Both surgeons strongly suggested I take Immodium to control the diarrhea until I can catch up with myself. I protested UNTIL I UNDERSTOOD the mechanics of all this and saw MY herbal allies not TOUCHING it. Fact is, an intestinal system that has NOT been functioning anything like normally for OVER A YEAR is going to have a tough time figuring out how to DO the unbelievable things intestines DO. To ally with the Immodium (which slows the peristalsis) AT THIS TIME was actually the RIGHT thing to do. I felt queasy most of that day until the Hallelujah Chorus started in on Sunday morning and I wanted to go running up and down the halls announcing "I POOPED! I POOPED!!!!!". BELIEVE me, I shall NEVER take that little function for granted EVER AGAIN.
Today I'm TWO weeks past the surgery, still eating very carefully and only small amounts at a time. I'm plagued with pretty fierce gas pains in the mornings after breakfast. I'm doing a lot of Slippery Elm with raw honey. Using yogurt smoothies to sneak in protein powders and probiotics and blackberry juice. I'm kind of sleeping regularly from 9:30pm straight through to 6:30am AND napping during the day. I've had one appt that kept me on my feet too long and THEN pushed through to get some groceries with my HomeCareHelper and was definitely in that state of "You'll know" when I got home and went straight to bed. I see Dr D for a follow up next Tuesday, and I'll see my ND as soon as she goes through ALL the records from the hospital. We'll work on getting some weight back on me and super nourishment for healing really well.

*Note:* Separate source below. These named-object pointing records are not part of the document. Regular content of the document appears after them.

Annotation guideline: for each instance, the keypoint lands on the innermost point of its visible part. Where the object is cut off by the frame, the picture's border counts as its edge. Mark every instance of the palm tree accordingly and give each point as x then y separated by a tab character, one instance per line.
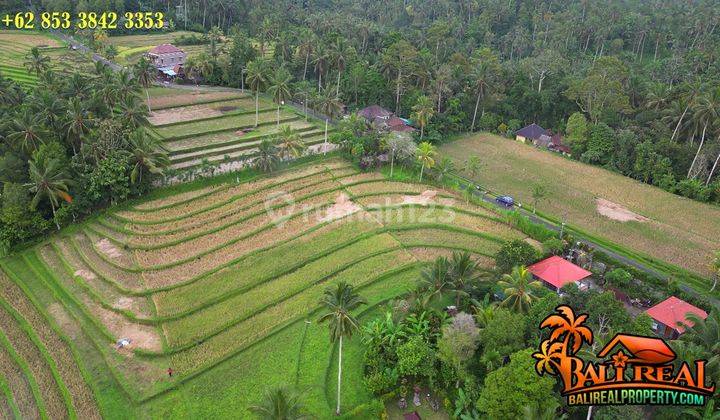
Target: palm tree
280	404
472	166
146	75
257	78
306	46
341	52
48	180
707	112
280	88
436	280
268	157
27	130
36	62
518	287
339	302
463	271
289	142
148	154
303	90
321	60
706	334
78	122
426	153
422	112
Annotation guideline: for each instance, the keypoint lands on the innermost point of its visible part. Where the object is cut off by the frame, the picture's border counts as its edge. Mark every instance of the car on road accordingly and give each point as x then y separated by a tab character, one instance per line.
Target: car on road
505	200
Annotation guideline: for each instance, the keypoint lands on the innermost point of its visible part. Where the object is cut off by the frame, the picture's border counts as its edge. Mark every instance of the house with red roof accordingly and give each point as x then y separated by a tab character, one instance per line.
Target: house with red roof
166	55
556	272
670	317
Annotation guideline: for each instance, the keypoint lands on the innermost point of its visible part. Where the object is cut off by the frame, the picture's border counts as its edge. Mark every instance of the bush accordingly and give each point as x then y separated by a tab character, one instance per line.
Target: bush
619	278
515	253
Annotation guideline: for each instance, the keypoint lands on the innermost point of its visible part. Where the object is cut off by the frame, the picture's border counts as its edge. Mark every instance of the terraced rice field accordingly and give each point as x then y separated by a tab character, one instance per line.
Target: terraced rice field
216	281
15	46
218	126
671	229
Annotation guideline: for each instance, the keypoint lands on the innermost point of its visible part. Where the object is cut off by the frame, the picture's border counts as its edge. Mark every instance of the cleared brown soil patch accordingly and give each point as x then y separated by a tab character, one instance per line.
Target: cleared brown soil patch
681	231
617	212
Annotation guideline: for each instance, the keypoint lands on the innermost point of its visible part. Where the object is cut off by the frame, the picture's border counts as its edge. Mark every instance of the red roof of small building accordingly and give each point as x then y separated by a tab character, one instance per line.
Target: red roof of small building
673	311
374	111
558	272
165	49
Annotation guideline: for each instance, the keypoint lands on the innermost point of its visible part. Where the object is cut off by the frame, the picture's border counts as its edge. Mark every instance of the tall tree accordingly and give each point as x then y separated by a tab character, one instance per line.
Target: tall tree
258	75
48	180
338	303
146	75
426	153
422	112
280	88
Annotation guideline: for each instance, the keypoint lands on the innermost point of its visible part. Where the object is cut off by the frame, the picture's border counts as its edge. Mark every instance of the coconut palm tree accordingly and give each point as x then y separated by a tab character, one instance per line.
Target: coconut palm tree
48	180
340	53
280	404
148	155
36	62
78	122
436	280
519	288
268	156
463	271
339	302
303	91
27	131
423	111
146	74
321	62
289	142
258	74
472	166
306	46
426	153
280	88
327	103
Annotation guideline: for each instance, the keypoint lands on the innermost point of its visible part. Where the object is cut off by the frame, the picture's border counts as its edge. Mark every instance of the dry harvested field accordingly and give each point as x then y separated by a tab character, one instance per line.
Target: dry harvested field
640	217
218	127
204	279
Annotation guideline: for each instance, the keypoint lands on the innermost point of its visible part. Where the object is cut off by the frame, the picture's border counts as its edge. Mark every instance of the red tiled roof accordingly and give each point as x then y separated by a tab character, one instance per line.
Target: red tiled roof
374	111
165	49
558	272
672	311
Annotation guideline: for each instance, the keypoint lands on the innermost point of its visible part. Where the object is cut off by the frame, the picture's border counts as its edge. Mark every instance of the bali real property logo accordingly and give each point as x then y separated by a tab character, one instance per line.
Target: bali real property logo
630	369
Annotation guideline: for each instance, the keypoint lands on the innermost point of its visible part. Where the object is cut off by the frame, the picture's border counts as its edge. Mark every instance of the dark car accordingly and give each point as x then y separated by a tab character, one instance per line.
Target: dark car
505	200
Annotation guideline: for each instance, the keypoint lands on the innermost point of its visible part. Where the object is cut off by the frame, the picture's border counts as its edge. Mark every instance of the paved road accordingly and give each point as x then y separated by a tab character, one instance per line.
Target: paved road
488	198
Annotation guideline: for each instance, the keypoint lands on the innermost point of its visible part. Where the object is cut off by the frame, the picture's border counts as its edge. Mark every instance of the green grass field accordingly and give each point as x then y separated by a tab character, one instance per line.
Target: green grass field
674	229
204	279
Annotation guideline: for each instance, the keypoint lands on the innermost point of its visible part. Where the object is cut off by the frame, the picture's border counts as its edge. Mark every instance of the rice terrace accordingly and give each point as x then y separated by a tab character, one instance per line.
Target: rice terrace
395	210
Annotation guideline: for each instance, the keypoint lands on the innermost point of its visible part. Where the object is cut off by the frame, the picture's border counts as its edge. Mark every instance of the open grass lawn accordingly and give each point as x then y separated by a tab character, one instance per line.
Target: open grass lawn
202	279
677	230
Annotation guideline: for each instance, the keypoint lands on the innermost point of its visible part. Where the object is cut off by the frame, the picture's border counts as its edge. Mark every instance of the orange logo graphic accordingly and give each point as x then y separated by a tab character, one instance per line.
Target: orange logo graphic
636	369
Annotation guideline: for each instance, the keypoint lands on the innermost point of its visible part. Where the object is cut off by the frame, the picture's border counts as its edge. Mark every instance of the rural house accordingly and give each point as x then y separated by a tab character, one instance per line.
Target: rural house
531	133
168	59
670	317
555	272
384	120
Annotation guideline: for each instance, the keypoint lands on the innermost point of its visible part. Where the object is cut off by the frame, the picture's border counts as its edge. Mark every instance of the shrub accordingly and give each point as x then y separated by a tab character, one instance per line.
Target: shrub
619	278
515	253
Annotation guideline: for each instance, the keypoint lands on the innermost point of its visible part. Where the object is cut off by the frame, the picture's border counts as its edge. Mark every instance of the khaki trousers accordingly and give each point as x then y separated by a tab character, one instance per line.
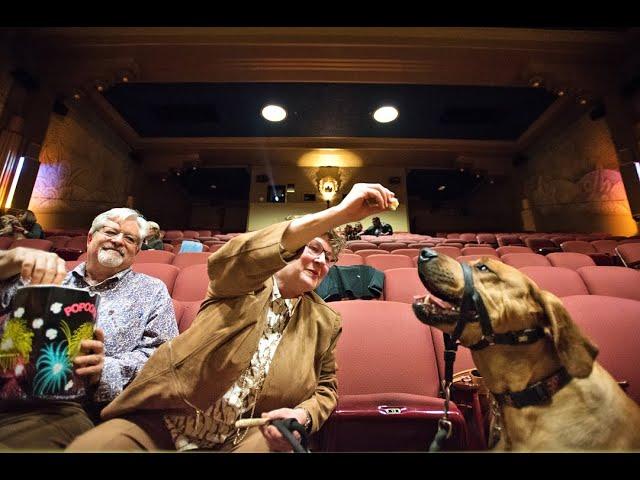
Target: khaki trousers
50	426
147	432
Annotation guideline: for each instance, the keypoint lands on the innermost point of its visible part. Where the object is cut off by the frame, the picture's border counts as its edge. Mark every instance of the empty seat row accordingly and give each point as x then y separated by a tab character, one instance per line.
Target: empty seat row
407	357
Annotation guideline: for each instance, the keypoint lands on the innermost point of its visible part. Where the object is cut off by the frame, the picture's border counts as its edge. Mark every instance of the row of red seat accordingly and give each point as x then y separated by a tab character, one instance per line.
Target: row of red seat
384	261
407	358
403	284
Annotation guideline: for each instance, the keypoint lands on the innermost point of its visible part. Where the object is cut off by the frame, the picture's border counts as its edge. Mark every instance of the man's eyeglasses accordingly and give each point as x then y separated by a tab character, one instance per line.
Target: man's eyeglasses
126	237
316	249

Although, yes, I feel like I've gotten my 'life back', I don't have much sense of wanting to GO BACK to much. I'm excited as can be to GO ONNNNNNN.
By chance on Facebook last weekend, I came upon a YouTube vid that just stopped me in my tracks. I watched it over and over. It LOOKS how all this FELT. And while for the first few minutes my MommieChops were zinging for the surfers, before long I was literally 'swept up' with what I was seeing, watching their surrender to the wave's MAGNIFICENCE, and realizing that I feel like I just popped up on the other side. I MADE it, and I wll NEVER be the same.
http://video.mpora.com/watch/5Pgs2slxu/It's going to take me MONTHS to untangle all the gifts in this astonishing journey. I get swamped with Gratitude Attacks just all the time. I'm finding the Healing Process to be absolutely fascinating because now it's finally POSSIBLE to heal. I listen very carefully to what my body's ready to eat and when it gets weary and when it's ready to get up and MOVE. I want to do this WELL.
Such armloads of blessings and heartwaves and gratitude to EVERYone who contributed to helping the Way to Open for this story to have a Happy Beginning.